I read what seemed a snide comment in the news the other day. Lec Walesa, former president of Poland, observed that the United States was declining as a world power. Instead of being incensed, I cheered. Since World War II, the United States has been defending liberal order in the world and I think it would be lovely if some other nation stepped up to the plate. Maybe Poland would like to try.
Listen up frenemies. The average American looks at politics differently from our elected leaders. We didn’t get embroiled in the Middle East because of oil or power. We sent men and women into harm’s way because we thought a threat existed for us and for the rest of the free world. Because we believed it, a lot of decent folks have died. Nobody’s happy about that.

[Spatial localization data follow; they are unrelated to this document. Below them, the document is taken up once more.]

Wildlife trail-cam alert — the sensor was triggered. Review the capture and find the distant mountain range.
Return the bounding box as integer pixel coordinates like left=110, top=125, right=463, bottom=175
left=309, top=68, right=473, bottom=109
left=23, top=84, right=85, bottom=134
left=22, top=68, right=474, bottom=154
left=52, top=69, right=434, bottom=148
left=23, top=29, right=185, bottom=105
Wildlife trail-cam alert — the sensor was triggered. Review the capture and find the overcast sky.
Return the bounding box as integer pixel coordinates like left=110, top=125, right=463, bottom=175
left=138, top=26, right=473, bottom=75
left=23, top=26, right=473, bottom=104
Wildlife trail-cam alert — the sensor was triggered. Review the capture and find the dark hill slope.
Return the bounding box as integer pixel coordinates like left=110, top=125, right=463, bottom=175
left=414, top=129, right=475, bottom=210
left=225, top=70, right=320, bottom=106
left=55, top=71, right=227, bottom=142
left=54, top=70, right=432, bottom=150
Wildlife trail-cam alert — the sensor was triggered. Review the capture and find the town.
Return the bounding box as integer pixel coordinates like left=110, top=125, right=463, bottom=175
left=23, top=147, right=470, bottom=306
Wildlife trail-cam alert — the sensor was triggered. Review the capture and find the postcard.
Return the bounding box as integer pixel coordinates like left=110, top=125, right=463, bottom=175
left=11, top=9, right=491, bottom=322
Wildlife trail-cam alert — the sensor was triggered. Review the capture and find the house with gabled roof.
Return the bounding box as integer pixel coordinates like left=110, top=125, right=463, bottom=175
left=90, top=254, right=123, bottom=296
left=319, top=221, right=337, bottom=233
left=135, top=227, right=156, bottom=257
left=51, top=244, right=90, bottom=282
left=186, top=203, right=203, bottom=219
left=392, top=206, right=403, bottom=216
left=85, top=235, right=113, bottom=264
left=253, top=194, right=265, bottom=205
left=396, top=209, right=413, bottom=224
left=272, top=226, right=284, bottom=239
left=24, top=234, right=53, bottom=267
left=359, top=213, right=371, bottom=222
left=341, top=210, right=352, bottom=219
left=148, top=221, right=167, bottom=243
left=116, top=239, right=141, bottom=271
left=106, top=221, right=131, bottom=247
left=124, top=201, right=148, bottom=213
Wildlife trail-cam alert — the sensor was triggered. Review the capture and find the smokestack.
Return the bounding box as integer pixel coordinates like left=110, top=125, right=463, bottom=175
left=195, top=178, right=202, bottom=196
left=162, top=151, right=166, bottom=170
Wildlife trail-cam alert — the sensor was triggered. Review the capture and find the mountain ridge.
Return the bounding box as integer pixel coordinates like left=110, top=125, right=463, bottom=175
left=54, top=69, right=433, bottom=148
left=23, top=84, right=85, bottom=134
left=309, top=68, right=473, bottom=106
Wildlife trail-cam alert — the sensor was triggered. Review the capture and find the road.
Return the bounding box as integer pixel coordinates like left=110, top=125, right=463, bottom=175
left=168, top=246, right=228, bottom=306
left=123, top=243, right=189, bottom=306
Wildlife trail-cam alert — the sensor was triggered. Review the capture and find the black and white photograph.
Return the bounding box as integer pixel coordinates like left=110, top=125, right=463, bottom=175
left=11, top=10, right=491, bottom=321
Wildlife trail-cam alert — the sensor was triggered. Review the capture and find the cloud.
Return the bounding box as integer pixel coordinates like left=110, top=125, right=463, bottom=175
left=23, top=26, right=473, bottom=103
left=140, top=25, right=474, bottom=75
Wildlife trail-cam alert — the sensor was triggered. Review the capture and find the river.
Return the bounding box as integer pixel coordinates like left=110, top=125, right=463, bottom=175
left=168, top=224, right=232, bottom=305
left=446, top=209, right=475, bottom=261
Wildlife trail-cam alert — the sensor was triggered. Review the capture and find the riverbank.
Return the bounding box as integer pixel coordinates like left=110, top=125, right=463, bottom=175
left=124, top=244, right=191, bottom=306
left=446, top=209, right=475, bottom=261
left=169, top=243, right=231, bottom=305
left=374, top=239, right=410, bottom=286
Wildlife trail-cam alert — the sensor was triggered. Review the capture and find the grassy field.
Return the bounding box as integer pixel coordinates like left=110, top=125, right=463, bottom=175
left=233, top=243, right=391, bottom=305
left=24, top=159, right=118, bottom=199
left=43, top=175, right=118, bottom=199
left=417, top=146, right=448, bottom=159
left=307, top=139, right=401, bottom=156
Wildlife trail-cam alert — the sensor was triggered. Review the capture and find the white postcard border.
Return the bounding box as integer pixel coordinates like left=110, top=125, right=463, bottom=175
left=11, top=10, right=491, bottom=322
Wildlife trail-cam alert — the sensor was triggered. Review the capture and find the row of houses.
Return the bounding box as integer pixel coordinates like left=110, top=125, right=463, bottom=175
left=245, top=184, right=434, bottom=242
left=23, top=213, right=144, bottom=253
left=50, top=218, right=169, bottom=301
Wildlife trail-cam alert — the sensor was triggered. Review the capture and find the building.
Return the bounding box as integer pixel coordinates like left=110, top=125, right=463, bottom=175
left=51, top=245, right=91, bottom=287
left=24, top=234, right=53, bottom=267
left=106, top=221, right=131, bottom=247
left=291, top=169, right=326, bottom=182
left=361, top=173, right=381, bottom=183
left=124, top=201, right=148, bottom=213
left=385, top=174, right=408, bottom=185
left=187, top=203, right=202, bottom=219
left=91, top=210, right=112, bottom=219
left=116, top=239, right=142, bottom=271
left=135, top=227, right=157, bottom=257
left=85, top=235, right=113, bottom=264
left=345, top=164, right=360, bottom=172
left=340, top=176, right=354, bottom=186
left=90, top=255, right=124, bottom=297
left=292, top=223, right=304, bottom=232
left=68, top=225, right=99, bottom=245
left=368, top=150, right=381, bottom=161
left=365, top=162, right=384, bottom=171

We especially don’t like burying young people in military graves. We are sick of paying taxes for wars instead of building schools for our children or providing universal health care, or fixing the potholes in our streets. We are sick, too, of paying for military hardware, money better spent on saving the environment. If Obama looks weak for refusing to charge into Syria and for pulling our troops out of Afghanistan, you’ve read him and us wrong. America isn’t weak. America is tired. For 70 years we’ve defended democracy on a global scale, and we don’t have much to show for it. Some people prefer the tyrannies they know than an open society they don’t. Egypt overthrew one military dictator only to elect a religious one. Now it’s replaced him with another military tyrant. Go figure.
As Robert Kagan of the Brookings Institute noted in a recent essay, “liberal civilization itself runs deeply against the human grain and is achieved and sustained only by the most unremitting struggle against nature.” (“The Allure of Normalcy,” by Robert Kagan, The New Republic, June 9, 2014, pg 30) I agree. Democracy isn’t normal. A pecking order is normal. Tyrannies, and oligarchies, and dictatorships are normal if history is a guide.
To its credit, America continues to struggle against the grain. Democracy works for us and we’d like to see others lead free lives. But Americans have paid their dues. Let people sneer at us and predict our demise until their lips drop off. When they reimagine a world with Russia, China, North Korea, or Saudi Arabia is in charge, I’m guessing a number of them will fall to their knees and pray the United States gets a second wind.